Mardi, le 03/11/2015

Mardi, le 03/11/2015
« Je ne m’étais jamais posé de questions : je me sens français, c’est tout. Ou plutôt je me sentais français. »
Farid, habitant d’origine musulmane de Hénin Beaumont
Dans « En France  » de Florence Aubenas, pages 25 à 30, 15 juin 2012
[…] On est dimanche 10 juin à Hénin-Beaumont, dans le bassin minier du Pas-de-Calais, au premier tour des législatives où se présente – entre autres – Marine Le Pen, la patronne du Front national.

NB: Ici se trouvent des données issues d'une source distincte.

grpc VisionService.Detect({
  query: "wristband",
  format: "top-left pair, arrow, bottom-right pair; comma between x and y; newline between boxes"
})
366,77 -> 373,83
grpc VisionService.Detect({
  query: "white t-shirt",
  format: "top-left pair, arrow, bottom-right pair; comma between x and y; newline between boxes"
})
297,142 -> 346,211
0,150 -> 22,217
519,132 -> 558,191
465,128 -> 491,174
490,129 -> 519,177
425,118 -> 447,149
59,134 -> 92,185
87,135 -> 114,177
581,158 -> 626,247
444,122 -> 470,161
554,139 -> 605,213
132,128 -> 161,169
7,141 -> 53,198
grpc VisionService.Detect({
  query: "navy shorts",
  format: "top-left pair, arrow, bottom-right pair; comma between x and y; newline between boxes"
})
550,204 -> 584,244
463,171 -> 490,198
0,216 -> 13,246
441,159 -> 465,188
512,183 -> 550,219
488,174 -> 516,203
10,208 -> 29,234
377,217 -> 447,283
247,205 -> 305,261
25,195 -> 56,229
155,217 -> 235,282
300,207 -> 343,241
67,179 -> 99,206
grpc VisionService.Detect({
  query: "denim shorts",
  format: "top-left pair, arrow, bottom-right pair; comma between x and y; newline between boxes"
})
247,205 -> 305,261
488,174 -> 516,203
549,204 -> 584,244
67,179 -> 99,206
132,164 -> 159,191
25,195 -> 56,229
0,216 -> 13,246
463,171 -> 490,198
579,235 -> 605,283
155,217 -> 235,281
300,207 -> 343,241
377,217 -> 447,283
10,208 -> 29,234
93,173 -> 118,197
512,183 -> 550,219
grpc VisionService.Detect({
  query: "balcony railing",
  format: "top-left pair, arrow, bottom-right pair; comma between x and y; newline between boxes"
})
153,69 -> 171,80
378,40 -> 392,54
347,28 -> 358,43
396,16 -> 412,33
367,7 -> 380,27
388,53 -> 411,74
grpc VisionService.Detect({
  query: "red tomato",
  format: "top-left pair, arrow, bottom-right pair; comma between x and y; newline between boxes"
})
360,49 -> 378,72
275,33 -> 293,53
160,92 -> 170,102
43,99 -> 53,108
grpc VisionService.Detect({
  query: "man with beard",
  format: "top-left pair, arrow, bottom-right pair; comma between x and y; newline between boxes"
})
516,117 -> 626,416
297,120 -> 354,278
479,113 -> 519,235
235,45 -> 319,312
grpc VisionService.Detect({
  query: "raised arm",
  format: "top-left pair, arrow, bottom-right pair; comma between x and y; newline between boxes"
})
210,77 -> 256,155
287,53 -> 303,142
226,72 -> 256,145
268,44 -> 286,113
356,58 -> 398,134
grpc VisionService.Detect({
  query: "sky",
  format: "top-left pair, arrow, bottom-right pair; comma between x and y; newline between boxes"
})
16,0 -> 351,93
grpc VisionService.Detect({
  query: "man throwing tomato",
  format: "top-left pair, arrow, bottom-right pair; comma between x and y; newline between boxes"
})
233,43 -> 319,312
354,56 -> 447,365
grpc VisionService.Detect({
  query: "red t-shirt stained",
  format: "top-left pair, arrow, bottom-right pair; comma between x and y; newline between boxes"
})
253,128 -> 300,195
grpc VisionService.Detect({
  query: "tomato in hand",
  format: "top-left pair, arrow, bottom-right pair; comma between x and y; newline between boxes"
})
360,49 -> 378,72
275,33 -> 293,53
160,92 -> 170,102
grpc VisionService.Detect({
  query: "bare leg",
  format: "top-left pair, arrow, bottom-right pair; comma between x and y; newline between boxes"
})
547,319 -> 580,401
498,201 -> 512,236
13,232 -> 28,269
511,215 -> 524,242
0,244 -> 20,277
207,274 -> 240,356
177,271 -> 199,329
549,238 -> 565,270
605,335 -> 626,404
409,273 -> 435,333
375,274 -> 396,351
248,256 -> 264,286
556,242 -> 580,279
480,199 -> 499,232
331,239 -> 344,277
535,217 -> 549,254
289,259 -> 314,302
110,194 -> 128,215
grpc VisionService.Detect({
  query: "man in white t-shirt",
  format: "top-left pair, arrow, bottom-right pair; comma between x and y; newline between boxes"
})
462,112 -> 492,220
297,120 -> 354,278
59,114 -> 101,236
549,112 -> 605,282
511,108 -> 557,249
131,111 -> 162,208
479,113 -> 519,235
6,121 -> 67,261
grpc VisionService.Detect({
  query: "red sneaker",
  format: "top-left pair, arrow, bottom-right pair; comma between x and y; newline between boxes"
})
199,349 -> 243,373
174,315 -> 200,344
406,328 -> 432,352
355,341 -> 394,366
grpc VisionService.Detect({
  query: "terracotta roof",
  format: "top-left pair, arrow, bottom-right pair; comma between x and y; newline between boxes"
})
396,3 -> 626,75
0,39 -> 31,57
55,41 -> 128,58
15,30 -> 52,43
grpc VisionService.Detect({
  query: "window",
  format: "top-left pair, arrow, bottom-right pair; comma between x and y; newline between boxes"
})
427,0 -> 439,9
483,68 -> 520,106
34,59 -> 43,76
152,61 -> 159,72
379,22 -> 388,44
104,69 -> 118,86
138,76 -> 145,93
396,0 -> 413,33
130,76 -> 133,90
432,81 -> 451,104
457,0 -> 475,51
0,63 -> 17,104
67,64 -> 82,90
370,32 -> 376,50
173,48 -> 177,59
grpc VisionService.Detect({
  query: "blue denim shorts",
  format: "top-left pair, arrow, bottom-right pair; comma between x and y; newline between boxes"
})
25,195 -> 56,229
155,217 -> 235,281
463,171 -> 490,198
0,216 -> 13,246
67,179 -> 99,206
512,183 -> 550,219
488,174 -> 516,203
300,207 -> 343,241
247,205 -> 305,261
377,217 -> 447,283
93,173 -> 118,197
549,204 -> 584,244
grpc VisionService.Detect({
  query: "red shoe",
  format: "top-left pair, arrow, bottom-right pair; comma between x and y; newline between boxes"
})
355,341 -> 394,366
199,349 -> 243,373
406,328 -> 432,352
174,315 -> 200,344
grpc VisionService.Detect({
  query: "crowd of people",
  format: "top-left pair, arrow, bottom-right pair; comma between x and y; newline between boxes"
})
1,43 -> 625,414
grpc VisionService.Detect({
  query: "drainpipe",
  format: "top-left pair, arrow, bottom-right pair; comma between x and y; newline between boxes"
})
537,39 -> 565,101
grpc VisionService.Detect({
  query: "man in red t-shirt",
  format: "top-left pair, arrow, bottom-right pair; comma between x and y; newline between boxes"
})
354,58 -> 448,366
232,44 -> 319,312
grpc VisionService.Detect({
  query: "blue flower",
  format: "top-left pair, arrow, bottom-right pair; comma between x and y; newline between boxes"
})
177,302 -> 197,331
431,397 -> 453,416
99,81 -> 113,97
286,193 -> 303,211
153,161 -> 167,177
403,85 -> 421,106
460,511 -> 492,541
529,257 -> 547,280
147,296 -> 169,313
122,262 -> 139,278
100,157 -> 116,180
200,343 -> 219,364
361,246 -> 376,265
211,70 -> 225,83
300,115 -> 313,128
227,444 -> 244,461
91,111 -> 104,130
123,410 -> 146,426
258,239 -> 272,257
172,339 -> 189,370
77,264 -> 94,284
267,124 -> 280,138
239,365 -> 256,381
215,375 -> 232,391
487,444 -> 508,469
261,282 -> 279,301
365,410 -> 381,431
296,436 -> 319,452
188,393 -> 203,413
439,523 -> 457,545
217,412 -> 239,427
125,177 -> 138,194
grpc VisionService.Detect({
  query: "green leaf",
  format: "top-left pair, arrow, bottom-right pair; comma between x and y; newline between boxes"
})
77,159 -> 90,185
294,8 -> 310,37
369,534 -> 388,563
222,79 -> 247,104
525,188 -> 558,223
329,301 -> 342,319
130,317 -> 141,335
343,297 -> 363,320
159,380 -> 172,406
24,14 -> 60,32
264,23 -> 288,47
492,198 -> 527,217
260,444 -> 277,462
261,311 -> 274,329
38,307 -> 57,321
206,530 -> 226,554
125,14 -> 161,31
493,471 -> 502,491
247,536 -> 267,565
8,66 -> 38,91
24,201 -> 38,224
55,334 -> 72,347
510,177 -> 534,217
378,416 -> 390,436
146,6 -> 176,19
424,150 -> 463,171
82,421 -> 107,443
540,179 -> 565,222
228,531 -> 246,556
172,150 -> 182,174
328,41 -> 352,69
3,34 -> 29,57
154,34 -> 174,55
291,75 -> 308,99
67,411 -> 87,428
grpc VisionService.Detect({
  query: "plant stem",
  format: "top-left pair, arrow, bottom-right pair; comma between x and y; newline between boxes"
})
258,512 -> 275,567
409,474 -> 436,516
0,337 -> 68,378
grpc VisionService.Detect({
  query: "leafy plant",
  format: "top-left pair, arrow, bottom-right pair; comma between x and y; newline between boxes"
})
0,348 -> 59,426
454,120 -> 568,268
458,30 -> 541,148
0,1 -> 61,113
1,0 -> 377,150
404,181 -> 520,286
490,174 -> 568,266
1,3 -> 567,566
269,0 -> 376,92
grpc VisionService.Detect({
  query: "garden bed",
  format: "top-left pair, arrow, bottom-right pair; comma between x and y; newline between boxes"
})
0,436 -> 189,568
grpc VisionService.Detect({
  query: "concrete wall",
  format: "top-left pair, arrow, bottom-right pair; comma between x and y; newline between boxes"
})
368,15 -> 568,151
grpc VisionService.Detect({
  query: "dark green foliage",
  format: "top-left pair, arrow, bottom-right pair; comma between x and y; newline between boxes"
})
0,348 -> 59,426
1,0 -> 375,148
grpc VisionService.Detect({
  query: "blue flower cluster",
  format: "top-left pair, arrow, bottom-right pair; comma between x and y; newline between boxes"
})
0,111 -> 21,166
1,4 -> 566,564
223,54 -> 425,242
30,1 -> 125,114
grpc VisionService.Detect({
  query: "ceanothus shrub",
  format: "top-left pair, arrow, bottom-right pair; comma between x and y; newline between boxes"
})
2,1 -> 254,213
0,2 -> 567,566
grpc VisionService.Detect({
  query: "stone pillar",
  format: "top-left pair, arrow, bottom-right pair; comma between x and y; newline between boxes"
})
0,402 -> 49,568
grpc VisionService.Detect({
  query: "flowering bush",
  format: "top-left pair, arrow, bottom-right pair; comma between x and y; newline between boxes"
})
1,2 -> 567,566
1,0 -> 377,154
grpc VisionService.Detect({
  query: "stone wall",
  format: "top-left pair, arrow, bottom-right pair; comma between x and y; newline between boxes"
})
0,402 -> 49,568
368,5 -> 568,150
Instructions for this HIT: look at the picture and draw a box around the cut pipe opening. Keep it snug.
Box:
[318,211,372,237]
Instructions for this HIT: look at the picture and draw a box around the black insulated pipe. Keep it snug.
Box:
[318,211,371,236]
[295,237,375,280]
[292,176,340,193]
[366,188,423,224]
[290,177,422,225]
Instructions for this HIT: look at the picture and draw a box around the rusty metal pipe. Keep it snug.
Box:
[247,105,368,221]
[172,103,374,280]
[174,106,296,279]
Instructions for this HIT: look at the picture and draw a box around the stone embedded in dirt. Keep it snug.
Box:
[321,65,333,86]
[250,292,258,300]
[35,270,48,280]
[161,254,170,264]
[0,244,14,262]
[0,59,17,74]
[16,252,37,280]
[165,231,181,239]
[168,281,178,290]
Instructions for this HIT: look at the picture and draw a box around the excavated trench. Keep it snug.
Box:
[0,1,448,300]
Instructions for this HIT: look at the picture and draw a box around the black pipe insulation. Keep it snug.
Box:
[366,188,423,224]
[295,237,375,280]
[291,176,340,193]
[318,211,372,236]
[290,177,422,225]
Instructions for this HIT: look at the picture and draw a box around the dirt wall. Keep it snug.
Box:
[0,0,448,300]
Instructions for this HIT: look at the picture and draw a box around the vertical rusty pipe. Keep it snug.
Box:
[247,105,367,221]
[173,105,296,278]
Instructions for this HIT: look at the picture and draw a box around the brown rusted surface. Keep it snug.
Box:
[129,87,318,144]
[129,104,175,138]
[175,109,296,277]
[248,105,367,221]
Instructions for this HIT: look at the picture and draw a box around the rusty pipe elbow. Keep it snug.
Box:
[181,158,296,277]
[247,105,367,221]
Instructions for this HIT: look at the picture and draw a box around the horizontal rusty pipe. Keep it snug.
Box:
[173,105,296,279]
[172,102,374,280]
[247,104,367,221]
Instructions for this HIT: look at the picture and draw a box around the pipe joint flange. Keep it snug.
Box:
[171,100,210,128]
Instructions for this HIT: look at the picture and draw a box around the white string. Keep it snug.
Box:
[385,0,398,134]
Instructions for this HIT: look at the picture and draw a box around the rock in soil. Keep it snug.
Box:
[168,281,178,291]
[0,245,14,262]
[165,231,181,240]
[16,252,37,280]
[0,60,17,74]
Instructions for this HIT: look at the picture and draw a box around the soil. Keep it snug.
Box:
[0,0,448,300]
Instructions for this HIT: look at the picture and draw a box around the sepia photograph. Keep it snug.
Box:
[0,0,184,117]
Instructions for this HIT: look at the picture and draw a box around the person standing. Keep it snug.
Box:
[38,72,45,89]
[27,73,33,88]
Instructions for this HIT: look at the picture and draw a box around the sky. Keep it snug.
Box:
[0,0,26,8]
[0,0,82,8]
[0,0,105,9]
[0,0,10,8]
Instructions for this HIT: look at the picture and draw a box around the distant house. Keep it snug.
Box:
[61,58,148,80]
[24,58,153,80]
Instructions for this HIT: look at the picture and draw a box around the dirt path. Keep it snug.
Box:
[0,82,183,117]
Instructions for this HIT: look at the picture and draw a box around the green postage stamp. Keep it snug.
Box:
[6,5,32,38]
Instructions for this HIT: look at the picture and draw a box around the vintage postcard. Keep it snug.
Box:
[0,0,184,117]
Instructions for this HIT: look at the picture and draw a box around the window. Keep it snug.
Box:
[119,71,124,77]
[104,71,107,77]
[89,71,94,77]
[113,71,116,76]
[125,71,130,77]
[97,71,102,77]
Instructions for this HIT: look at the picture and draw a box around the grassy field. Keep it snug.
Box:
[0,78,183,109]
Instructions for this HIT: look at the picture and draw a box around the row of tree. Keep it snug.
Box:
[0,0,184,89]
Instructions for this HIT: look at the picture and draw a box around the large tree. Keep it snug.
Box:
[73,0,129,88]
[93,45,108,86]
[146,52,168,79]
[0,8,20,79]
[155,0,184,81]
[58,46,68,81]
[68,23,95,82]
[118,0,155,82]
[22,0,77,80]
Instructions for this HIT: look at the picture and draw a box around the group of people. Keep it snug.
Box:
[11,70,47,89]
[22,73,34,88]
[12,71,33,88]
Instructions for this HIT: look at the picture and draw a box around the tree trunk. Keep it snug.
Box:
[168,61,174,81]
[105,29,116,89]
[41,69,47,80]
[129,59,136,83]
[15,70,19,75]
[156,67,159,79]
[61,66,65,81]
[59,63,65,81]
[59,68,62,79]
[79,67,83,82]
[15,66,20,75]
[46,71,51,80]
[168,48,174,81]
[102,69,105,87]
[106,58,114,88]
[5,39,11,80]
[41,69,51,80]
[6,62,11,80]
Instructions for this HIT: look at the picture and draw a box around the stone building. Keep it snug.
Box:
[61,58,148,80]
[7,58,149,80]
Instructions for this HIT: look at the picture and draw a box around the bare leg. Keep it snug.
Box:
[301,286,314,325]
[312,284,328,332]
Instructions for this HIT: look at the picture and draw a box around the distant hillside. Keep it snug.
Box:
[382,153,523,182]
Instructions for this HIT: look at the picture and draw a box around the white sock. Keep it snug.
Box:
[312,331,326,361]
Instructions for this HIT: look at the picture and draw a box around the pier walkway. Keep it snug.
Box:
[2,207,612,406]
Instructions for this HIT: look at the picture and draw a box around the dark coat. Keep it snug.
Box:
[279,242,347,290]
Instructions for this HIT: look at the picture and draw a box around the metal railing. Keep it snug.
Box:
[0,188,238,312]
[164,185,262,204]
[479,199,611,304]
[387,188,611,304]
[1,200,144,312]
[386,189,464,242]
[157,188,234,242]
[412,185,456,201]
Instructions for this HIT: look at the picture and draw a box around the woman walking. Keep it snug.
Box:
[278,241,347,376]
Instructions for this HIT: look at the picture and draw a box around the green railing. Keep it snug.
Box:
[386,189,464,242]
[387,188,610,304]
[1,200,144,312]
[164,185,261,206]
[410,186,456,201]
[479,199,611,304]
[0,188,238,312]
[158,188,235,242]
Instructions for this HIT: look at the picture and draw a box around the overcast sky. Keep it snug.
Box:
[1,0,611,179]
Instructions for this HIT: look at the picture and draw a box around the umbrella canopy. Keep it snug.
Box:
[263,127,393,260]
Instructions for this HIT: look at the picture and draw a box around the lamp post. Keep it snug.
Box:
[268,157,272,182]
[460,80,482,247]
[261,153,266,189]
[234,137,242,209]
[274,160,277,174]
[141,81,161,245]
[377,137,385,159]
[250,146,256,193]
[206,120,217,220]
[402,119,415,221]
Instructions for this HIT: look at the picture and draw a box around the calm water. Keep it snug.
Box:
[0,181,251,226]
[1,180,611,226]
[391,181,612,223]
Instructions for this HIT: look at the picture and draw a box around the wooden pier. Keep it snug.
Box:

Et Rachida trouve l’ambiance étrange, elle ne peut pas s’en empêcher, sans trop savoir pourquoi. [Quand elle rentre chez elle] La table est dressée avec attention, il y a son mari, ses enfants, quelques amis aussi. Tous ont des boulots solides, les hommes comme les femmes, Mohamed à la tête d’un cabinet d’assurances, Nacéra, qui est professeure ou Said, ingénieur. Les enfants font du théâtre, fréquentent les clubs de sport.
[…]
Farid, un autre voisin, près du lac, a mis un certain temps à réaliser que l’« Arabe » d’Hénin- Beaumont, montré du doigt pendant toute la campagne, désigné dans les tracts du FN et dont chacun commente la “dangerosité”, c’est lui aussi.
Il s’est regardé dans la salle de bains, lunettes d’écaille, raie sur le côté, les rides précoces du type qui travaille tard.
Il a dit à sa femme en pointant sa propre image dans le miroir : « Tu crois que je vais finir par avoir peur de ce bougnoule en face de moi ? » Ils ont ri et pensé à leur vie dont il n’y a pas grand-chose à dire et tant mieux, une vie rangée et invisible comme celle des gens à l’aise.
Brusquement, ils ont eu l’impression que toute cette quiétude venait d’être balancée sur la place publique, exposée.
« Je ne m’étais jamais posé de questions : je me sens français, c’est tout, dit Farid. Ou plutôt je me sentais français. » Leurs parents venaient de la mine, comme tout le monde ici.
[…]
Déjà, à l’époque, “les houillères vivaient de l’immigration, mais pas tellement venue du Maghreb”, explique Jean-François Larosière, professeur à la retraite et militant syndical.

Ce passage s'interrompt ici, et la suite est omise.